William Hilts, 48, pleaded guilty Thursday to one count of third-degree attempted criminal sale of a controlled substance, a felony.

He admitted to trying to sell cocaine Feb. 27, 2012, on Paige Street. He had been accused of that sale and another in early March on Hulett Street, prosecutor Michael DeMatteo said.

In exchange for his plea, Hilts could receive as little as 18 months in prison. Acting Schenectady County Court Judge Richard Giardino will decide the final term at Hilts’ sentencing in April. Hilts was allowed to remain free pending sentencing.

Hilts was previously convicted in a 2003 drug case and sentenced to 10 to 20 years in prison, though he was released in late 2009 and drug law reforms apparently reduced his parole time.

Prior to his trial, he had rejected plea deals that would have gotten him as little as 18 months to 3 years in prison.

The first trial, at which the main witness testified, ended with the jury deadlocked. At the retrial, though, the witness couldn’t be found, so the testimony from the first case was read to the jury. That trial ended in Hilts’ conviction.

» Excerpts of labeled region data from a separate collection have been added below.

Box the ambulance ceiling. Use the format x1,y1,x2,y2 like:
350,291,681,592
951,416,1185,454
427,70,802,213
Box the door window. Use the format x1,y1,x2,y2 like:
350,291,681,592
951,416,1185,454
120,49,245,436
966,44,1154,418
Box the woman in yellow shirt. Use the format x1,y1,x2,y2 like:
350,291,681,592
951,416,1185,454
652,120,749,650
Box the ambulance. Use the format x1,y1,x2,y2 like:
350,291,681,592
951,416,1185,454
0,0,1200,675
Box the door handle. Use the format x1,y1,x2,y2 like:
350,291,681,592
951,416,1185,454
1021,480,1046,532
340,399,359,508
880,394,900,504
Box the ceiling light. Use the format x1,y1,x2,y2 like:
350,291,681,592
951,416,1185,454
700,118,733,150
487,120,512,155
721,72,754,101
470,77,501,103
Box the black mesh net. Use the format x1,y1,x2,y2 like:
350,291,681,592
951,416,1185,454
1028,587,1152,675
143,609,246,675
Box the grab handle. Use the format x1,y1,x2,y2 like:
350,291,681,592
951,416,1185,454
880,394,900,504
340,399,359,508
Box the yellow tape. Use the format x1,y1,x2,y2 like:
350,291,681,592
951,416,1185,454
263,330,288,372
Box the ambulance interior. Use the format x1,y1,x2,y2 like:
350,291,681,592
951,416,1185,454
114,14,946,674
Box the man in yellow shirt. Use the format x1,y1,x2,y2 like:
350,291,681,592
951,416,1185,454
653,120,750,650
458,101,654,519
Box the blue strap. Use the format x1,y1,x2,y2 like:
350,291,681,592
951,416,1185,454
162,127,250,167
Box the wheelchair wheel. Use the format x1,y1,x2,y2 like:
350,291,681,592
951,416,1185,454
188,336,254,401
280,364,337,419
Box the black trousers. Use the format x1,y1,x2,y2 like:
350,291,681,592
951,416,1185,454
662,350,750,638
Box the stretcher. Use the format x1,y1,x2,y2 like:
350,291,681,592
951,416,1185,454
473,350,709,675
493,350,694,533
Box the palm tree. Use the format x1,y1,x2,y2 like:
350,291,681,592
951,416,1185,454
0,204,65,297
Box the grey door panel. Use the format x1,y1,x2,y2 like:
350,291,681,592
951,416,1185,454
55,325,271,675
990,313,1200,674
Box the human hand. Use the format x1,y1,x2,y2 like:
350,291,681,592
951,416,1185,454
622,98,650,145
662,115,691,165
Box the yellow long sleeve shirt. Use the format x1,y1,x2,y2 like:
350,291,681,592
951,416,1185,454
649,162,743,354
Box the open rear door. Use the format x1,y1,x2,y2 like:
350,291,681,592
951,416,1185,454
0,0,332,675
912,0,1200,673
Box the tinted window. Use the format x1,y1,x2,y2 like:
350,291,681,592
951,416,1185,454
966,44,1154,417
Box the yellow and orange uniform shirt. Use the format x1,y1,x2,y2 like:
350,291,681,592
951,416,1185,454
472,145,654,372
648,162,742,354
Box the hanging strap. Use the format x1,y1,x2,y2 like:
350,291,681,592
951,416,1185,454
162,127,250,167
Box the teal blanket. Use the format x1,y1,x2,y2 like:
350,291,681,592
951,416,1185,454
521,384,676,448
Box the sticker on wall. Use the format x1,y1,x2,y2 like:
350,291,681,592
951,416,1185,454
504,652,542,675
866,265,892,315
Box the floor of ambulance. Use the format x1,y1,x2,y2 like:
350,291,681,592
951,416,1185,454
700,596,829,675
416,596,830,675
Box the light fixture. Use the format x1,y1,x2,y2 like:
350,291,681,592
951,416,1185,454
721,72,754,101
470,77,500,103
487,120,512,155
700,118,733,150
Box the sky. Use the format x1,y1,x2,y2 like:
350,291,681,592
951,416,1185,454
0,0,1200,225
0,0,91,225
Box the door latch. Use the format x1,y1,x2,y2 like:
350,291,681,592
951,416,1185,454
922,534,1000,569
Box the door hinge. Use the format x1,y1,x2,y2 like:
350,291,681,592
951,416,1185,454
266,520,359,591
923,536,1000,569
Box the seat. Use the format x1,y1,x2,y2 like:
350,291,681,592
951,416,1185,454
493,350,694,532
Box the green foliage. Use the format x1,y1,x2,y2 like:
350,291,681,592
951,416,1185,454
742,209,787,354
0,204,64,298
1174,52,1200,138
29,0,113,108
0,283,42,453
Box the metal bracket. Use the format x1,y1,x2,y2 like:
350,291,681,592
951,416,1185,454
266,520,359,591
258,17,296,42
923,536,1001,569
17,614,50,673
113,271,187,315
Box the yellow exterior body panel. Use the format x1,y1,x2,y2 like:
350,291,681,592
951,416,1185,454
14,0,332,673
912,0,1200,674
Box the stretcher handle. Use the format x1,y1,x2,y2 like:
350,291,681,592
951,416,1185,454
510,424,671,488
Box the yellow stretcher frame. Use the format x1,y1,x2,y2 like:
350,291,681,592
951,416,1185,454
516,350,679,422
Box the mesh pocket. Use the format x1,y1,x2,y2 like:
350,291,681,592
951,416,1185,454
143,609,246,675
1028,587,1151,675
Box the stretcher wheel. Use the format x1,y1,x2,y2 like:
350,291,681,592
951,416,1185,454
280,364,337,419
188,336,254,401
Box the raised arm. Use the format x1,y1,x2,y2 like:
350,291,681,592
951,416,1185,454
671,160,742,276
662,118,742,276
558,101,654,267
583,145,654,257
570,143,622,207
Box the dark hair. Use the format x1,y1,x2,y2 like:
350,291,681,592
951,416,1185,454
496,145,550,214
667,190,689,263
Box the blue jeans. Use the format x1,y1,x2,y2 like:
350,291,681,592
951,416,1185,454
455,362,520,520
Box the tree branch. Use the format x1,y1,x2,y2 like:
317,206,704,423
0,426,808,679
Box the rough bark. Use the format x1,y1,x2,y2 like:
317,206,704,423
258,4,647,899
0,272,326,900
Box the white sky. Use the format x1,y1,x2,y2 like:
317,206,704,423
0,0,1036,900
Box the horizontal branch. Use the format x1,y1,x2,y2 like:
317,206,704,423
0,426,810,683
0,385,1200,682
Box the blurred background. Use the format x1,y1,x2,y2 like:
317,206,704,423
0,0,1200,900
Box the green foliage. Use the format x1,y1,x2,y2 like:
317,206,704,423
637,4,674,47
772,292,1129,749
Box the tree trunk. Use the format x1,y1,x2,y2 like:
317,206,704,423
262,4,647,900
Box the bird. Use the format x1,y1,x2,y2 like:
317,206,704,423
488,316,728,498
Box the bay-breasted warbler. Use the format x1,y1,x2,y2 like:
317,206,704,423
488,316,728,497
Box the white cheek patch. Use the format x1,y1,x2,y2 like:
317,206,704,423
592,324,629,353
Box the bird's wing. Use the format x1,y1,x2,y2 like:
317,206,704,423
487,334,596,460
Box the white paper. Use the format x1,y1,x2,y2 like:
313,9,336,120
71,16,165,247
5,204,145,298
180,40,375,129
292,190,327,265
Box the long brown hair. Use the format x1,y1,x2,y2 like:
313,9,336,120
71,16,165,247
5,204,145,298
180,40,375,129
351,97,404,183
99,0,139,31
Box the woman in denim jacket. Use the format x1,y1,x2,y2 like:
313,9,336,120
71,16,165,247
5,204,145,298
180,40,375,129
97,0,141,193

Hilts appealed his case all the way to the state’s highest court, the Court of Appeals. It upheld the conviction, finding no fault with the prosecution. The witness had been thoroughly cross-examined in the first trial about his own credibility, as well as other matters.

Hilts was also convicted in a 1990 drug sale, but that conviction was later overturned due to questions over the credibility of a police officer’s testimony. The Schenectady County District Attorney’s Office helped call in the FBI to investigate the officer, but no charges were ever filed.

Hilts is represented by attorney Lee Greenstein.